The OpenSSF is a Linux Foundation project that brings together industry leaders to improve the security of open-source software. It hosts projects like Scorecard (security health metrics), Alpha-Omega (targeted vulnerability research), and the Sigstore signing infrastructure. OpenSSF also maintains best practices badging and security training resources for OSS maintainers.

OpenTelemetry is a CNCF project providing vendor-neutral SDKs, APIs, and a collector for generating and exporting telemetry data (traces, metrics, logs) from applications. It standardizes instrumentation so that a single codebase can send telemetry to any backend (Datadog, Jaeger, Prometheus, etc.) by changing configuration rather than code. OpenTelemetry has become the industry standard for observability instrumentation.

Opsgenie (now part of Atlassian) is an incident management and on-call scheduling platform that routes alerts from monitoring systems to the right team members based on schedules, escalation policies, and routing rules. It integrates with hundreds of monitoring tools and provides a mobile app for acknowledging and resolving alerts while on-call.
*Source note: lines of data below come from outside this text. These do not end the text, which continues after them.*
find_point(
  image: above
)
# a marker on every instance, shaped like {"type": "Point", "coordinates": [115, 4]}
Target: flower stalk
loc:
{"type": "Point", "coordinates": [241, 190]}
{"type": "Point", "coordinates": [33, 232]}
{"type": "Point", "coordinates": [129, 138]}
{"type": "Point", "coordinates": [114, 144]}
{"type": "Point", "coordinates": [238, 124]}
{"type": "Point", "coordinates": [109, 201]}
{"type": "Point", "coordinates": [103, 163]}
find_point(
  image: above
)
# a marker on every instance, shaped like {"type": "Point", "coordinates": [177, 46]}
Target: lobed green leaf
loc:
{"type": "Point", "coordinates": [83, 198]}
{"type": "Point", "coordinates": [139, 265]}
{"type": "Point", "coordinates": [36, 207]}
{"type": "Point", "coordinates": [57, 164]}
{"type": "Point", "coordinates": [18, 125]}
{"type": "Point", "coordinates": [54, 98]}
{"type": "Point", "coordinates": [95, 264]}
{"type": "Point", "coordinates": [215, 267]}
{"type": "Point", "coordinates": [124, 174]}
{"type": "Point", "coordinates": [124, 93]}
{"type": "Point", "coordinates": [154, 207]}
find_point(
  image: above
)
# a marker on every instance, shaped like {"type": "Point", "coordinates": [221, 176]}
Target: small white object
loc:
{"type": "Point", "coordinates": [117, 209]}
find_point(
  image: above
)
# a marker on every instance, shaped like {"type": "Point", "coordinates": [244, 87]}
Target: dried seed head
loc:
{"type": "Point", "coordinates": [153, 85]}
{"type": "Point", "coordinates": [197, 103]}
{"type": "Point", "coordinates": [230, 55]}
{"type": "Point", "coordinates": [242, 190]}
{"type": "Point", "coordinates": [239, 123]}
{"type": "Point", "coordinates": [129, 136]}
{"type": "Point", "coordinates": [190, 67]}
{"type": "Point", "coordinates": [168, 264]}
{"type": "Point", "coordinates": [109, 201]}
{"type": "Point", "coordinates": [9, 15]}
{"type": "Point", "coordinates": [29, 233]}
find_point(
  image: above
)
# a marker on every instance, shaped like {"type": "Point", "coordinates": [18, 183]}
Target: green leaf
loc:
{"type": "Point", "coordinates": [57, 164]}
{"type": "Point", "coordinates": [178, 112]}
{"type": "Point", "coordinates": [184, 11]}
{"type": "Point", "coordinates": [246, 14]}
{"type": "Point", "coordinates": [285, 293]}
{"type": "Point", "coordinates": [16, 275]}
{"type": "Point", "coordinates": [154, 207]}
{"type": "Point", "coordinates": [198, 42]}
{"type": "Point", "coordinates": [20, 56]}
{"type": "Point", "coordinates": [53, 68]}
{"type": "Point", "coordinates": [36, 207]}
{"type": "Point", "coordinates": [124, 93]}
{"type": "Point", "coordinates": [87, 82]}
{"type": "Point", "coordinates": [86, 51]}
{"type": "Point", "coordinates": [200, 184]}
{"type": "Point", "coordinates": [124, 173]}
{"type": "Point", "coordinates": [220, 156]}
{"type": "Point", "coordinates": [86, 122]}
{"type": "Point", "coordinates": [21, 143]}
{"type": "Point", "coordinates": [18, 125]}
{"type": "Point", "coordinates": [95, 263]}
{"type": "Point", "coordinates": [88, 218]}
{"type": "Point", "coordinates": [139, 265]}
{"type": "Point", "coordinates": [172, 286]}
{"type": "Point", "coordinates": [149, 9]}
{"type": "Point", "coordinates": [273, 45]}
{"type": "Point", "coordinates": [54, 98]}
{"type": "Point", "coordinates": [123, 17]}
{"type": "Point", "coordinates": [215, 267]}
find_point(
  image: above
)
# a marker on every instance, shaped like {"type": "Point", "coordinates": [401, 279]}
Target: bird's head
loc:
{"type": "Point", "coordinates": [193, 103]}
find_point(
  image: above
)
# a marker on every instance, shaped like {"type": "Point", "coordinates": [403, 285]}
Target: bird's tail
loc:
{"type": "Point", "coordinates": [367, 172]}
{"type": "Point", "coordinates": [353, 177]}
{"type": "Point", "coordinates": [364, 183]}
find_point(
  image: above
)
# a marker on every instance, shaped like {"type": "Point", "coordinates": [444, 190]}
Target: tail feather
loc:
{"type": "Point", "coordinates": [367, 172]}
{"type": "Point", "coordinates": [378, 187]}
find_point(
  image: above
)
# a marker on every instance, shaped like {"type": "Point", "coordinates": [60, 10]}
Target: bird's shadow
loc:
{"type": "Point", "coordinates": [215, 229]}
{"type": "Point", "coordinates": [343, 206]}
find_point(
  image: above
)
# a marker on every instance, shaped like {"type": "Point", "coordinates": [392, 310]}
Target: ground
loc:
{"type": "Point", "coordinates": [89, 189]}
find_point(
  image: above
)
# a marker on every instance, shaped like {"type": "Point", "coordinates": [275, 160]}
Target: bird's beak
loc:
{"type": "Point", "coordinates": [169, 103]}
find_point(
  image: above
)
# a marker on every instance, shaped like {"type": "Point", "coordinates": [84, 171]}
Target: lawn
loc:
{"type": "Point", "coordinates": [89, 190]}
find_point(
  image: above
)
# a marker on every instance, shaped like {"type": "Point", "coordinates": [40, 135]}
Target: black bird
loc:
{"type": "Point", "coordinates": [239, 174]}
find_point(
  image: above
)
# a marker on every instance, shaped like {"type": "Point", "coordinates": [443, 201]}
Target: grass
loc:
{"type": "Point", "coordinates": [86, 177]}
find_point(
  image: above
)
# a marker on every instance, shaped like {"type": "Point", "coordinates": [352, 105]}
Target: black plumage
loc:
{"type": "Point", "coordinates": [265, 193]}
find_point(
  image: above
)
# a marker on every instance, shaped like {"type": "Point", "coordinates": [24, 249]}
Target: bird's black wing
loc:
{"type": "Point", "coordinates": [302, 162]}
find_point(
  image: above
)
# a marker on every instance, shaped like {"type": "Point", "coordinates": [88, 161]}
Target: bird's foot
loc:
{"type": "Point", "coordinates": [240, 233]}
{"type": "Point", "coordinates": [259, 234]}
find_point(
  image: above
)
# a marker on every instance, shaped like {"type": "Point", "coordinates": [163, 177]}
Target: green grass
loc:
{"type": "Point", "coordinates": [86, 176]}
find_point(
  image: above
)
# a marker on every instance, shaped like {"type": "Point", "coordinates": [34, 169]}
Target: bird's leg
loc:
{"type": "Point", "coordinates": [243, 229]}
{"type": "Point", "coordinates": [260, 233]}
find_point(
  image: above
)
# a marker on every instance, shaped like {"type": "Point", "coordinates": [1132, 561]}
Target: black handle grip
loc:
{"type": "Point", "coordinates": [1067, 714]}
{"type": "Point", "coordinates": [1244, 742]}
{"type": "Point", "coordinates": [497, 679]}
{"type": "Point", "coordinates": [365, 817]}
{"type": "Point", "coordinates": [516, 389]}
In microservices, orchestration uses a central coordinator (orchestrator) to direct the sequence of service calls for a business process. The orchestrator knows the workflow logic and explicitly calls each service in the correct order. Unlike choreography, orchestration provides clear visibility into workflow state but creates coupling to the orchestrator service.
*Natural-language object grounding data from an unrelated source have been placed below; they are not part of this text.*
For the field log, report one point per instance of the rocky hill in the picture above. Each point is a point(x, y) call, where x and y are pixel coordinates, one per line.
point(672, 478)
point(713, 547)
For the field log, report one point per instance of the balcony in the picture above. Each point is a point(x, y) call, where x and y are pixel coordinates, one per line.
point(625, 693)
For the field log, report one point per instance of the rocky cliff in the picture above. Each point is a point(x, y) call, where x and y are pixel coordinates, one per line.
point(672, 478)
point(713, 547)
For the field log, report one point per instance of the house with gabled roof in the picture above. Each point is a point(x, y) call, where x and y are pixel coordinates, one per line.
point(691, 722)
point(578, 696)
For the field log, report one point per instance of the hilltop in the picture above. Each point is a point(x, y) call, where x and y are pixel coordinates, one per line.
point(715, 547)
An ORM maps database tables to programming language objects, allowing developers to interact with databases using familiar object-oriented syntax instead of raw SQL. ORMs handle query generation, relationship mapping, and migrations. Popular ORMs include Prisma (TypeScript), SQLAlchemy (Python), and Hibernate (Java).

OSV is a distributed vulnerability database for open-source software, initiated by Google, that aggregates vulnerability data from ecosystem-specific sources like GitHub Advisory Database, PyPI Advisory Database, and RustSec. It uses a machine-readable JSON schema that links vulnerabilities to precise affected version ranges for packages across multiple ecosystems. The OSV.dev API enables tools to query vulnerability status for any open-source dependency.
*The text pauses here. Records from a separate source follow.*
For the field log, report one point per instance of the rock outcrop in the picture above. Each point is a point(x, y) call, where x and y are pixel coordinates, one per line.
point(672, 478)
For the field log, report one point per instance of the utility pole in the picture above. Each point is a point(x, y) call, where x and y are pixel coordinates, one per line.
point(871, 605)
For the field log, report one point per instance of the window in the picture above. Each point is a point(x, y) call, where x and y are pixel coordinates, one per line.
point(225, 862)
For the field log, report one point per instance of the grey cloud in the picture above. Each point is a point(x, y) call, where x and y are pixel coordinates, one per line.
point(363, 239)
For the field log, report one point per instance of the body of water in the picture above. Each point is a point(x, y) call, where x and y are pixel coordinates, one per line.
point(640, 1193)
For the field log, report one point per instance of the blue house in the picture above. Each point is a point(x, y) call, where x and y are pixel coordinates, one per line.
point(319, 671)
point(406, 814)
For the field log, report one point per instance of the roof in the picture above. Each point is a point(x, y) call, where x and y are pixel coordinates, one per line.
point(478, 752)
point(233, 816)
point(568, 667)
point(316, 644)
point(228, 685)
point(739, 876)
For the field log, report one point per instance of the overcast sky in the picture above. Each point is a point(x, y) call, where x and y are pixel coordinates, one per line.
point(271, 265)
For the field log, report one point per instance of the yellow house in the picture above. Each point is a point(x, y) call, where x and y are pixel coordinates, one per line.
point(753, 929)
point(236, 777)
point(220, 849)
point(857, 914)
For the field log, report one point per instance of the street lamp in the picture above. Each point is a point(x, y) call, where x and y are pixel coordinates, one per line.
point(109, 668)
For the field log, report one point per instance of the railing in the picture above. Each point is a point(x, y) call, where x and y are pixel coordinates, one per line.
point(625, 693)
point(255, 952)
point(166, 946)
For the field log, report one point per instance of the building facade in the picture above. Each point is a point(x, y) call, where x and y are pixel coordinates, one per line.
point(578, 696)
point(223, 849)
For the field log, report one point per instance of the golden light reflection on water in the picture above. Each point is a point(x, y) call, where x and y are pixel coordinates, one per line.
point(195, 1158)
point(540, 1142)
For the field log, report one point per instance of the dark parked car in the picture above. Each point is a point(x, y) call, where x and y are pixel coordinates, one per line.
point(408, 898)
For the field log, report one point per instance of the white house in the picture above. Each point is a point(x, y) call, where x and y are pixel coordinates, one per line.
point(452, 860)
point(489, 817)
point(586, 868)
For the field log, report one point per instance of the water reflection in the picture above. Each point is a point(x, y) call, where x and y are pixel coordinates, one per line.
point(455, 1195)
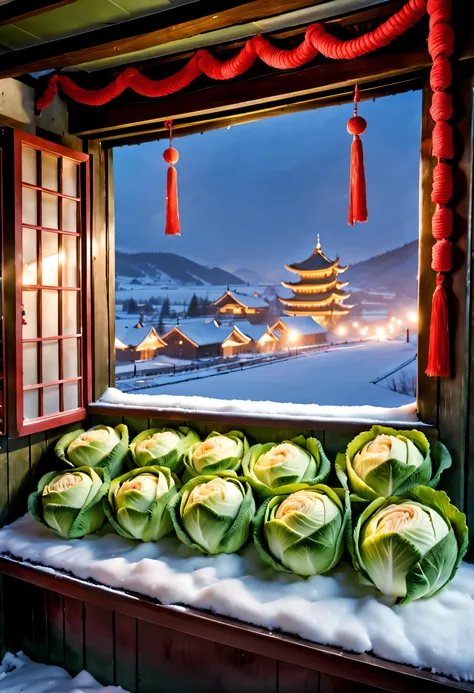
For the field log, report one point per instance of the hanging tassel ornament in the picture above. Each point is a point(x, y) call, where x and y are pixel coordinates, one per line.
point(357, 192)
point(171, 157)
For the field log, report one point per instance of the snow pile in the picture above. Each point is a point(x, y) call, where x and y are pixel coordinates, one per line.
point(19, 674)
point(339, 609)
point(277, 410)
Output encoding converts potentially dangerous characters into safe representations before rendering data in a specific context — HTML encoding for HTML output, JavaScript encoding for script contexts, URL encoding for query parameters. It is the primary defense against XSS attacks by ensuring that attacker-controlled data is always treated as content, never as executable code. Context-aware encoding is essential: the encoding needed for HTML body differs from that needed for HTML attributes or JavaScript strings.

OWASP is a nonprofit foundation that produces freely available articles, methodologies, tools, and technologies in the field of application security. The OWASP Top 10 is the de facto standard list of the most critical web application security risks. Security teams reference OWASP resources to establish secure coding standards and training programs.

The OWASP Top 10 is a regularly updated consensus list of the ten most critical web application security risks. It is based on data from hundreds of organizations covering thousands of real-world applications. The list informs developer training, secure code review checklists, and tool coverage requirements, and is widely referenced in regulations and compliance frameworks as a baseline for web application security.

OWASP ZAP is an open-source web application security scanner maintained by the OWASP Foundation. It functions as an intercepting proxy and automated scanner capable of detecting a wide range of vulnerabilities including XSS, SQL injection, and security misconfigurations. ZAP's REST API and Docker integration make it suitable for automated security testing in CI/CD pipelines as part of a DAST strategy.